If you’re a hacker, you might be a little confused at the “words per minute” figure. (In other languages and for other purposes linguists tend to use morphemes, syllables, or phonemes, and measure them by the minute, second, or even hour.) The unit milliLampson sometimes pops up:

milliLampson /mil’*-lamp`sn/ /n./ A unit of talking speed, abbreviated mL. Most people run about 200 milliLampsons. The eponymous Butler Lampson [link mine] (a CS theorist and systems implementor highly regarded among hackers) goes at 1000. A few people speak faster. This unit is sometimes used to compare the (sometimes widely disparate) rates at which people can generate ideas and actually emit them in speech. For example, noted computer architect C. Gordon Bell (designer of the PDP-11) is said, with some awe, to think at about 1200 mL but only talk at about 300; he is frequently reduced to fragments of sentences as his mouth tries to keep up with his speeding brain.

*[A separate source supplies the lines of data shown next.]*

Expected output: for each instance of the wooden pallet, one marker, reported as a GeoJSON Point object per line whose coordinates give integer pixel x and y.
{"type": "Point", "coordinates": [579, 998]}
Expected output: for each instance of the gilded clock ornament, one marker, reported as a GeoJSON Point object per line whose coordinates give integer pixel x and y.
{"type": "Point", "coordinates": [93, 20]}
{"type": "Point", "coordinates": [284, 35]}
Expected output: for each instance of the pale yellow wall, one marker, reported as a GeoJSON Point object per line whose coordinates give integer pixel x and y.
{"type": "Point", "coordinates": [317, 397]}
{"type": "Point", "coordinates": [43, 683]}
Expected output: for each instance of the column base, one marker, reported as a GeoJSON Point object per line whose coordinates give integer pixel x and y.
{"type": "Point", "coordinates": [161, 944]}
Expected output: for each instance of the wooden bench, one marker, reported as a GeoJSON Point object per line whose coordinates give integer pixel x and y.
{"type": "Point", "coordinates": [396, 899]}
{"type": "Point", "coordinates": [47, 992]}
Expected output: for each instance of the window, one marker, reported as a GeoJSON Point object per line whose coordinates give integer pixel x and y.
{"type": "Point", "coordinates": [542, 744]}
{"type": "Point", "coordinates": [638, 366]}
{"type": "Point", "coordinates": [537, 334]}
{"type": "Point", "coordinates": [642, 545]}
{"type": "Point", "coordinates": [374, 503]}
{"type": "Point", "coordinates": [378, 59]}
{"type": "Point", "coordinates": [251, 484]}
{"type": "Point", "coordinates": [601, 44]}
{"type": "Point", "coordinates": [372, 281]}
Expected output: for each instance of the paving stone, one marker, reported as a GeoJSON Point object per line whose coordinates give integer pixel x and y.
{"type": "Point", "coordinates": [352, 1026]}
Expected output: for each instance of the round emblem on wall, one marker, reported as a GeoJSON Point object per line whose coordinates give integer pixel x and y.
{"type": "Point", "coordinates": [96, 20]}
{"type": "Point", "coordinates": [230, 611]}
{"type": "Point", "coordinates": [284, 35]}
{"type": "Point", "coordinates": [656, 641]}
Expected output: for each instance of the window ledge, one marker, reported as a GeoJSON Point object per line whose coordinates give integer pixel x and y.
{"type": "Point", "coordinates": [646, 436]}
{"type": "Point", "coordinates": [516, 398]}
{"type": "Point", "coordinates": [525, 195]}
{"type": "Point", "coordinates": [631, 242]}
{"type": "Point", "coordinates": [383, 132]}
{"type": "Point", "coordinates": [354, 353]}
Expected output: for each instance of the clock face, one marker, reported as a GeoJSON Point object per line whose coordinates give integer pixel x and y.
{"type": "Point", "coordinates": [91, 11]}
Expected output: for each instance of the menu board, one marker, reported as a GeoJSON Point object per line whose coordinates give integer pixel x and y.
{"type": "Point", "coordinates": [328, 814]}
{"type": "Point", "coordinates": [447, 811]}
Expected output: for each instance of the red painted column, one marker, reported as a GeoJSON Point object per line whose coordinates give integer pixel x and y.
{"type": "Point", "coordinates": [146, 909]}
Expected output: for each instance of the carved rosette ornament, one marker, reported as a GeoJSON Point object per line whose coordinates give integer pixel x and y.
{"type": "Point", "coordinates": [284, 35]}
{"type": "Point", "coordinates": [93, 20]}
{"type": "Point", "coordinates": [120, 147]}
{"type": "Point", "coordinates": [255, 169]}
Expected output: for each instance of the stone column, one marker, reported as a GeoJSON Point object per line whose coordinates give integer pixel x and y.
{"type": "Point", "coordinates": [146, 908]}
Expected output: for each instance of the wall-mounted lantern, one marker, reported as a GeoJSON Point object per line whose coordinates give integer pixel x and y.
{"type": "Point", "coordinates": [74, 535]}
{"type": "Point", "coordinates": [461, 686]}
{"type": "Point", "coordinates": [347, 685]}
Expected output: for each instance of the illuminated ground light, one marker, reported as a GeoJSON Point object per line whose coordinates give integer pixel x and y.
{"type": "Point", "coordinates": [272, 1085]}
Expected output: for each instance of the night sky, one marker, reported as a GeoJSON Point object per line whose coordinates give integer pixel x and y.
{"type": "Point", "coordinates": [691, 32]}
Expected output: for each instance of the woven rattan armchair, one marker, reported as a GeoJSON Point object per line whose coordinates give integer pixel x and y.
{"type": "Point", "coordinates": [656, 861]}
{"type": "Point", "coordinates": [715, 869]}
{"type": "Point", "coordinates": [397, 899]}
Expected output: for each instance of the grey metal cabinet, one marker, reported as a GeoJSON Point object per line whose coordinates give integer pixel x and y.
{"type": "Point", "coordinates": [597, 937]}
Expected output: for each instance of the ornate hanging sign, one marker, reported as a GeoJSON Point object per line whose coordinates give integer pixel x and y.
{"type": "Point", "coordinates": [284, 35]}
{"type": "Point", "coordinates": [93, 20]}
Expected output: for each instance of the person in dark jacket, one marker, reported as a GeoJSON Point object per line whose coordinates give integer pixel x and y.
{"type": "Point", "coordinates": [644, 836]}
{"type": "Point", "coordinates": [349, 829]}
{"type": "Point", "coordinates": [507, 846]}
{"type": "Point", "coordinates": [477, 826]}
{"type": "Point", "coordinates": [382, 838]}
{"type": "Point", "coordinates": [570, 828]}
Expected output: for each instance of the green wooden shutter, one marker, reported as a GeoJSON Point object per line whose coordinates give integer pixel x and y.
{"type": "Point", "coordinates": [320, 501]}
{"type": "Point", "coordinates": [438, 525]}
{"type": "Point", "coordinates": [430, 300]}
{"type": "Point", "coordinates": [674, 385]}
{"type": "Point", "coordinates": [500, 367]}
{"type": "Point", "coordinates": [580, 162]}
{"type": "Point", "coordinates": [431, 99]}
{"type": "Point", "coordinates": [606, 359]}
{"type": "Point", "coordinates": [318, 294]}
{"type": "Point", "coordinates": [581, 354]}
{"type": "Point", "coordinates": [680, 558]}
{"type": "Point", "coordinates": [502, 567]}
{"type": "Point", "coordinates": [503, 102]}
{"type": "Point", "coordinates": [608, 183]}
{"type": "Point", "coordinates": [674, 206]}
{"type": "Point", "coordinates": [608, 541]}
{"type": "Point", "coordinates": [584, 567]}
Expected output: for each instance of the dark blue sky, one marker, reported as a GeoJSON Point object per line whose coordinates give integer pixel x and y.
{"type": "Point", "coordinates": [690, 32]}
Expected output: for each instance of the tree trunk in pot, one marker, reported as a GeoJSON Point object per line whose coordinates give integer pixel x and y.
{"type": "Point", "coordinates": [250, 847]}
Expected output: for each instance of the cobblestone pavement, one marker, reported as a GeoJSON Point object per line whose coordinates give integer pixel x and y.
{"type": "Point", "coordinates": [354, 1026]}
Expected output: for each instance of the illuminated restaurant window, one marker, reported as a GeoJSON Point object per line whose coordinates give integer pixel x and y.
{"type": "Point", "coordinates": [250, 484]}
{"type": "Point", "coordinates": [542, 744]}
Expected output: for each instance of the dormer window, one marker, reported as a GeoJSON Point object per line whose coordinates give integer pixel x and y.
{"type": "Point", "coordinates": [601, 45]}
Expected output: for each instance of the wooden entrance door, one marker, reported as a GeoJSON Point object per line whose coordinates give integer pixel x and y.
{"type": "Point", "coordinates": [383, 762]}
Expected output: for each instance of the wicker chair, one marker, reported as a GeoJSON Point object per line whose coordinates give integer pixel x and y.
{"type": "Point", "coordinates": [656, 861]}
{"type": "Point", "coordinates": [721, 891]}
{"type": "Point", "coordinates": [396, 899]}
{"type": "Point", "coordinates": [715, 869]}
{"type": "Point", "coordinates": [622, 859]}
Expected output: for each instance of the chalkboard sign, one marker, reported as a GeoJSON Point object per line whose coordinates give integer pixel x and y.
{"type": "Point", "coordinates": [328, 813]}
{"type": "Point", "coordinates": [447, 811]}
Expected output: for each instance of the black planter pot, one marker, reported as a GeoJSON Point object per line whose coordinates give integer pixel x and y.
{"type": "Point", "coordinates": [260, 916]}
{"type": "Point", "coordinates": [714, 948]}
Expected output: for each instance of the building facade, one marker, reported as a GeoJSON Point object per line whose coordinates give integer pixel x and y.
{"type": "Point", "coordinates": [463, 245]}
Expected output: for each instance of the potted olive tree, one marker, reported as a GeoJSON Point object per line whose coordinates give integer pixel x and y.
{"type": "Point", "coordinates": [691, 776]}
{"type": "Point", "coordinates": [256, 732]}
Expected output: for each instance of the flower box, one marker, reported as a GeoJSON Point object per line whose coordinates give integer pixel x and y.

Yeah… it’s cute, but you’re not really going to see it cropping up in linguistics literature. My guess would be, based on the speaking rate, that a milliLampson is loosely based on words per minute, probably based on Californian speakers (maybe even from, gasp! UC Berkeley), and then inflated by folkloric proportions. But that’s a great example of the type of misinformation that’s out there. Take this for example:

I love infographics. I do not love misinformation.
Image taken from infographic by Medical Billing and Coding (which can be found at http://www.medicalbillingandcoding.org/life-summed-up/) for educational purposes. Don't you feel educated? Always hunt down the citations for these random numbers the people vomit at you.

The fine folks at Medical Billing and Coding may have listed their sources, but I’m afraid one of their sources were wrong. Let take a look at this 73 million figure. I will even do all the arithmetic for you. I know, I know, I’m a peach.

Ok, so, let’s assume that their 18,140 figure is right, and that our 160 words/minute figure is right. In that case, we’ve got 18,140 hours per life x 60 minutes per hour  x 160 words per minute and do the multiplication and cancel out all the units super nicely, and we come up with 174,144,000 words per life. That’s almost 2.5 times as many as they predicted. Or, hey, since a little more math can’t hurt, let’s assume 75 speaking years per life x 365 days per year x 16,000 words per day and we come up with 438,000,000 words per life. And since I’m far more likely to trust the data from the article published in Science than my own little two-bit estimation, it looks like this infographic is wrong by a factor of 6.

What’s even more amazing, though, is that if you wrote down every single one of those words, it would be as long as 402.5 editions of Proust’s In Search of Lost Time, the longest novel ever writtenLike I said, you talk a lot.